Something else to consider: Free's contract is structured to favor the Cowboys, it seems. He had $17m in guaranteed money that is primarily paid out in 2011 and 2012. However, in 2013 and 2014, $15m of the $19m he is scheduled to be paid is not guaranteed and that means that if the Cowboys feel it is not working out, they can send him packing with a minimal cap hit on the bonus money. That means they can walk away in 2013 for just $4m in dead money and can do the same in 2014 for just $2m. It is structured in a way that the Cowboys could live with and that covers them from any sort of performance drop off that is unacceptable.
And we haven't even touched on the big item here; that the Cowboys have properly developed and grown Tyron Smith. There are no promises of elite-level performance from Smith, except for his enormous tools and upside. They did not rush him to left tackle, rather they took time and worked hard with him after practice to make sure they were not throwing too much at him. I think this will pay big dividends down the road. The alternate route would have been to refuse to pay Free the money, put Smith at left tackle in his first game as a pro, and toss him to the wolves. His confidence and development may have been stunted, but they managed him properly and now feel he is ready for the next vital step in his progress.

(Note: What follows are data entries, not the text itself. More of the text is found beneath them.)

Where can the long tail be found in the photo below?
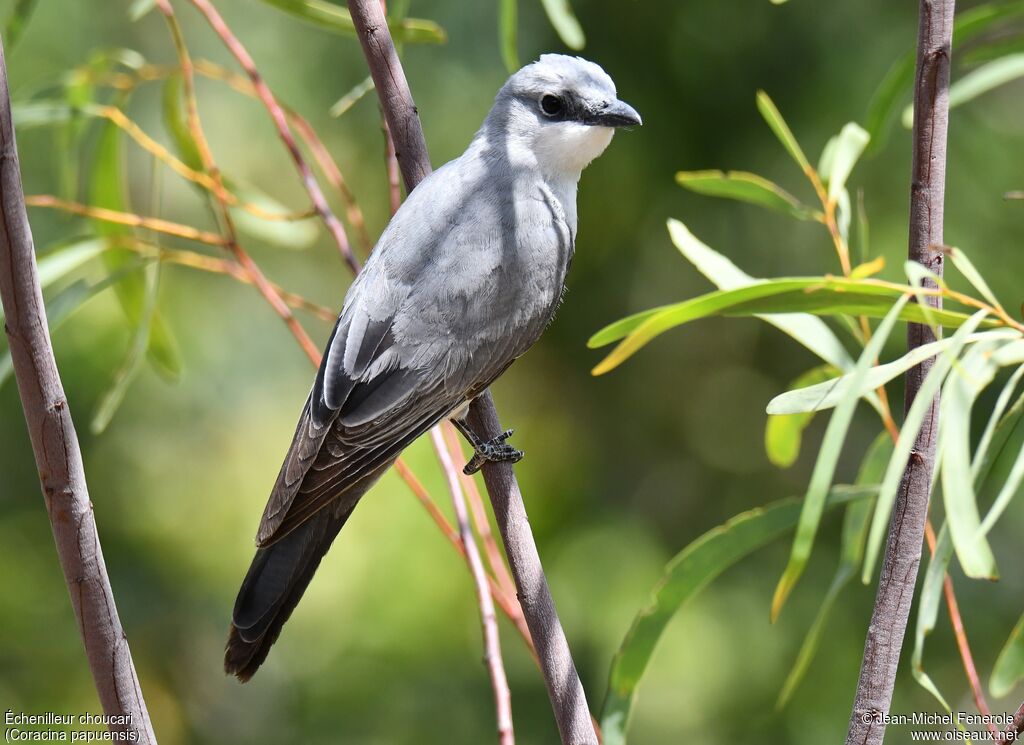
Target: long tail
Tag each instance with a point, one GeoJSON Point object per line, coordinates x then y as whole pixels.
{"type": "Point", "coordinates": [278, 577]}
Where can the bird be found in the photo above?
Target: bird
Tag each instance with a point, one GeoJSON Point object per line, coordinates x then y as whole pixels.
{"type": "Point", "coordinates": [463, 280]}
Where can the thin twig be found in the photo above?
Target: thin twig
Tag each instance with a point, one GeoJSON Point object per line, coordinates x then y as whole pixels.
{"type": "Point", "coordinates": [492, 642]}
{"type": "Point", "coordinates": [220, 192]}
{"type": "Point", "coordinates": [126, 218]}
{"type": "Point", "coordinates": [902, 557]}
{"type": "Point", "coordinates": [281, 122]}
{"type": "Point", "coordinates": [58, 456]}
{"type": "Point", "coordinates": [962, 642]}
{"type": "Point", "coordinates": [566, 694]}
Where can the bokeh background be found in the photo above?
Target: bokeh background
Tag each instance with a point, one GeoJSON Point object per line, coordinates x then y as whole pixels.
{"type": "Point", "coordinates": [622, 471]}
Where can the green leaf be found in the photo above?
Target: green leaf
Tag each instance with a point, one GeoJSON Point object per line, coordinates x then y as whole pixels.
{"type": "Point", "coordinates": [508, 29]}
{"type": "Point", "coordinates": [827, 393]}
{"type": "Point", "coordinates": [60, 307]}
{"type": "Point", "coordinates": [283, 233]}
{"type": "Point", "coordinates": [824, 467]}
{"type": "Point", "coordinates": [139, 8]}
{"type": "Point", "coordinates": [343, 104]}
{"type": "Point", "coordinates": [966, 382]}
{"type": "Point", "coordinates": [744, 187]}
{"type": "Point", "coordinates": [105, 191]}
{"type": "Point", "coordinates": [928, 611]}
{"type": "Point", "coordinates": [849, 146]}
{"type": "Point", "coordinates": [781, 130]}
{"type": "Point", "coordinates": [898, 80]}
{"type": "Point", "coordinates": [783, 433]}
{"type": "Point", "coordinates": [564, 23]}
{"type": "Point", "coordinates": [62, 259]}
{"type": "Point", "coordinates": [982, 80]}
{"type": "Point", "coordinates": [807, 330]}
{"type": "Point", "coordinates": [331, 17]}
{"type": "Point", "coordinates": [823, 296]}
{"type": "Point", "coordinates": [967, 268]}
{"type": "Point", "coordinates": [851, 553]}
{"type": "Point", "coordinates": [907, 435]}
{"type": "Point", "coordinates": [16, 22]}
{"type": "Point", "coordinates": [691, 570]}
{"type": "Point", "coordinates": [112, 399]}
{"type": "Point", "coordinates": [1010, 664]}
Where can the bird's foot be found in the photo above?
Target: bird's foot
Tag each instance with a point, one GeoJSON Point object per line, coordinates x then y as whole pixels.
{"type": "Point", "coordinates": [494, 450]}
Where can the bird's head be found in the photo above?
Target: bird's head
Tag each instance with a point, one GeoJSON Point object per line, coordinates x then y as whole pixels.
{"type": "Point", "coordinates": [561, 111]}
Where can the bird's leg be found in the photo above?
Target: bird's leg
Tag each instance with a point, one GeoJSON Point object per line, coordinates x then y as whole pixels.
{"type": "Point", "coordinates": [493, 450]}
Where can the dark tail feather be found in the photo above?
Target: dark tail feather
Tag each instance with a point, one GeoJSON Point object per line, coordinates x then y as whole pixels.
{"type": "Point", "coordinates": [276, 579]}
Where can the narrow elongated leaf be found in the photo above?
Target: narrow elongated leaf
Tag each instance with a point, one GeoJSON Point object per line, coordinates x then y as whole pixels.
{"type": "Point", "coordinates": [823, 296]}
{"type": "Point", "coordinates": [849, 146]}
{"type": "Point", "coordinates": [783, 433]}
{"type": "Point", "coordinates": [112, 399]}
{"type": "Point", "coordinates": [981, 80]}
{"type": "Point", "coordinates": [966, 382]}
{"type": "Point", "coordinates": [744, 187]}
{"type": "Point", "coordinates": [332, 17]}
{"type": "Point", "coordinates": [17, 20]}
{"type": "Point", "coordinates": [824, 467]}
{"type": "Point", "coordinates": [283, 233]}
{"type": "Point", "coordinates": [771, 115]}
{"type": "Point", "coordinates": [827, 393]}
{"type": "Point", "coordinates": [907, 435]}
{"type": "Point", "coordinates": [1000, 425]}
{"type": "Point", "coordinates": [969, 25]}
{"type": "Point", "coordinates": [691, 570]}
{"type": "Point", "coordinates": [851, 553]}
{"type": "Point", "coordinates": [105, 191]}
{"type": "Point", "coordinates": [928, 611]}
{"type": "Point", "coordinates": [60, 307]}
{"type": "Point", "coordinates": [564, 23]}
{"type": "Point", "coordinates": [807, 330]}
{"type": "Point", "coordinates": [508, 32]}
{"type": "Point", "coordinates": [967, 268]}
{"type": "Point", "coordinates": [353, 96]}
{"type": "Point", "coordinates": [1010, 664]}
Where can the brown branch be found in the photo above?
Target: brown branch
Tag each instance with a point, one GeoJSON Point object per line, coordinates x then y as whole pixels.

There is no question the Cowboys have a list of transgressions that are worth complaining about when it comes to roster management and development. But, I think the idea that they did this Free/Smith situation incorrectly is stretching the confines of an accurate depiction of their situation. I have no problem whatsoever with how they did it. Now, the 3 guys between Free and Smith on the line? That was a big problem and one for another day.